Несколько раз отец предлагал ей остаться ночевать в пентхаусе, но Лика догадывалась: его заботит вовсе не ее безопасность. Петру хотелось свести дочерей, чтобы они, как два одиноких зверька, уцепились друг за друга и выжили, если с ним что случится, как было с владельцем «Замка призраков»… Лучше быть готовым ко всему.

Наверное, Лика сумела бы найти общий язык даже с таким дичком, как Тася, потому что без труда находила его со всеми. Вот только ей совершенно не хотелось этого. Ну, не удавалось ей забыть, что ради Тасиной матери отец обрек ее на полусиротство…

Теперь Петр искал у нее поддержки. Ирония судьбы: ему – богатому и сильному – понадобилась помощь когда-то брошенного им ребенка. Больше не к кому было обратиться.

Отец догнал ее в древесном тоннеле.

– Я думал, ты хоть сегодня побудешь с нами!

– А что такого с сегодняшним днем? – удивилась Лика.

Сунув руки в карманы толстовки, без которой вечером уже было холодновато, она слегка покачивалась вперед и назад, глядя на носки разноцветных кедов. Это же обычно Тася прячет глаза, стоя перед отцом, Лика же никогда так не делала.

Обдало ознобом так, что она передернулась, но отец понял это по-своему.

– Замерзла? Давай вернемся домой.

– Мой дом в Москве, – Лика постаралась, чтобы это прозвучало помягче. Ссориться с щедрым работодателем не с руки, даже если это твой отец.

– Но иногда ты можешь переночевать у нас. Особенно…

– Сегодня, – закончила Лика за него. – Что за событие сегодня? У нее день рождения? Разве не в сентябре?

– Не рождения. Наоборот.

– Я поняла, – прервала Лика.

И обругала себя: «Вот я дура! Могла бы и догадаться».

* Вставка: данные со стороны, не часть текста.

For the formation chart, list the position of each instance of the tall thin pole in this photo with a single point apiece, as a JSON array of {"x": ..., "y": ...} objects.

Тишину нарушил быстрый перестук каблуков. Кто-то приближался со стороны станции и уже готов был вынырнуть из темноты. Лика уловила дребезжание чемоданных колесиков: женщина явно направлялась к ним.

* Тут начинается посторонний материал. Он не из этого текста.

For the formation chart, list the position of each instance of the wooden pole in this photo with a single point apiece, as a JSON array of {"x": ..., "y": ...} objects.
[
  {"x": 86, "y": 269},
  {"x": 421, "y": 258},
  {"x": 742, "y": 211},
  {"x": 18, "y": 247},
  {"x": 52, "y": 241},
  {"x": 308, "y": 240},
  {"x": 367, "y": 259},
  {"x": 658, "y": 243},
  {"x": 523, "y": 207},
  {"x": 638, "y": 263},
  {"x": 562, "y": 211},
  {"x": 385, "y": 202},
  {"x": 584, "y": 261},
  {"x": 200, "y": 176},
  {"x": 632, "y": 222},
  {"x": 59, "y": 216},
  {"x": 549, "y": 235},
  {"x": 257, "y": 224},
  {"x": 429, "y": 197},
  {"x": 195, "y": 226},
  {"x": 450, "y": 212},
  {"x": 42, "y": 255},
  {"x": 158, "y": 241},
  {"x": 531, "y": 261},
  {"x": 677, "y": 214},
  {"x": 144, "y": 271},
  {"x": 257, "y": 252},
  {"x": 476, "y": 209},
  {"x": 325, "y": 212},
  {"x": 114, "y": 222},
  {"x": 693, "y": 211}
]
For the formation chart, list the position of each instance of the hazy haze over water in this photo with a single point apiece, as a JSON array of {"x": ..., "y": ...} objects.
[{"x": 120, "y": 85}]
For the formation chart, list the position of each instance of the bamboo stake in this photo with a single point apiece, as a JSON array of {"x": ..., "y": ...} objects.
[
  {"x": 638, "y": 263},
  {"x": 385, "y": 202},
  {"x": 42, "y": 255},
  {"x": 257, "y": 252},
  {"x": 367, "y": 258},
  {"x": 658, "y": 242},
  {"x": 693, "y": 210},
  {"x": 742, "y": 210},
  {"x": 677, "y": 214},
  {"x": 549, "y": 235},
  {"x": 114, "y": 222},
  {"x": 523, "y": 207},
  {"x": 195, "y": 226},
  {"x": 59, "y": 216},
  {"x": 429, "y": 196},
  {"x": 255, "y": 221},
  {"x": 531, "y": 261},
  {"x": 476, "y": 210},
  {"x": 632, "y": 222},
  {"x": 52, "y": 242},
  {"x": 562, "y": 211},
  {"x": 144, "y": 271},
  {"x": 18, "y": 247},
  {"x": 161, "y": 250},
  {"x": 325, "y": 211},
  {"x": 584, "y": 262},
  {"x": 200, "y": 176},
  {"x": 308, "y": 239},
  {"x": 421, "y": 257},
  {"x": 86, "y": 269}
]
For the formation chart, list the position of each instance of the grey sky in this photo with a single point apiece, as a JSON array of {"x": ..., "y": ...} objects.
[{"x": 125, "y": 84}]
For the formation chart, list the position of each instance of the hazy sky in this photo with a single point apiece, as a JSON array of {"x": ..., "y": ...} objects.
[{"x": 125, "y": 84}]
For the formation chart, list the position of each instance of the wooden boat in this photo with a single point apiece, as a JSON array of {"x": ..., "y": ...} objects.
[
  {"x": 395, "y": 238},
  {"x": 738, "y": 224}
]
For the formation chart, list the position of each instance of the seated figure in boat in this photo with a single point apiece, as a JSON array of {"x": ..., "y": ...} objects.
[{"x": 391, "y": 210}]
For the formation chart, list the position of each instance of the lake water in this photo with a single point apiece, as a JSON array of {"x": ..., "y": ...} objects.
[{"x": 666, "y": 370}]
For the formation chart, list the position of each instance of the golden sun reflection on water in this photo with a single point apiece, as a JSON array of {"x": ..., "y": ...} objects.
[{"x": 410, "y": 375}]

– Гостья, – бросила она, чтобы отец успел войти в роль радушного хозяина.

– Две, – ответил Петр так тихо, чтобы разобрала только дочь.

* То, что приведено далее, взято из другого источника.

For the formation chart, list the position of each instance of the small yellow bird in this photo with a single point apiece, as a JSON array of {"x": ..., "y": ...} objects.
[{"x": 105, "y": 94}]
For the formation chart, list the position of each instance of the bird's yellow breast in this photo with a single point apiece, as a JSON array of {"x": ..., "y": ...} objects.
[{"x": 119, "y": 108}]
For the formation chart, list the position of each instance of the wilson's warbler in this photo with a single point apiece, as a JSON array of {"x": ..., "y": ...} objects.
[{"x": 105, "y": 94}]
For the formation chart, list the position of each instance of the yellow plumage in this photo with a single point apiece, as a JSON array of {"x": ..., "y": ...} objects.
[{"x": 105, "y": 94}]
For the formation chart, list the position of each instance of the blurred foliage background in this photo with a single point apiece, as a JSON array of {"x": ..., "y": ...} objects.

– Придется возвращаться… Максим взял три отгула.

– Я в курсе. У него что-то там с собакой.

– Серьезно?! – встрепенулась она. – А мне не ска…

Оборвала себя прежде, чем отец расслышал обиду в голосе. Необязательно ему знать… Зачем вообще старшая дочь, если есть Тася – любимица?

И все же Лика не раз замечала, как упорно отец пытается притянуть ее, удержать возле себя. На мгновенье даже померещилось, будто он подстроил приезд этих женщин, которых она все еще не могла разглядеть. Нанял каких-нибудь знакомых, чтобы явились на ночь глядя и вынудили ее вернуться в гостиницу. И остаться ночевать…

Но Петр сказал:

– Если торопишься, я сам могу оформить.

– Это моя работа.

Лика произнесла это не резко, стараясь не обидеть его, но твердо. С первого дня она старалась делать все так добросовестно, чтобы ни у кого не возникло мысли, будто отец делает ей поблажки.

Желтый всполох в темноте… Лика прищурилась: плащ? Или что это на ней? На той, что повыше.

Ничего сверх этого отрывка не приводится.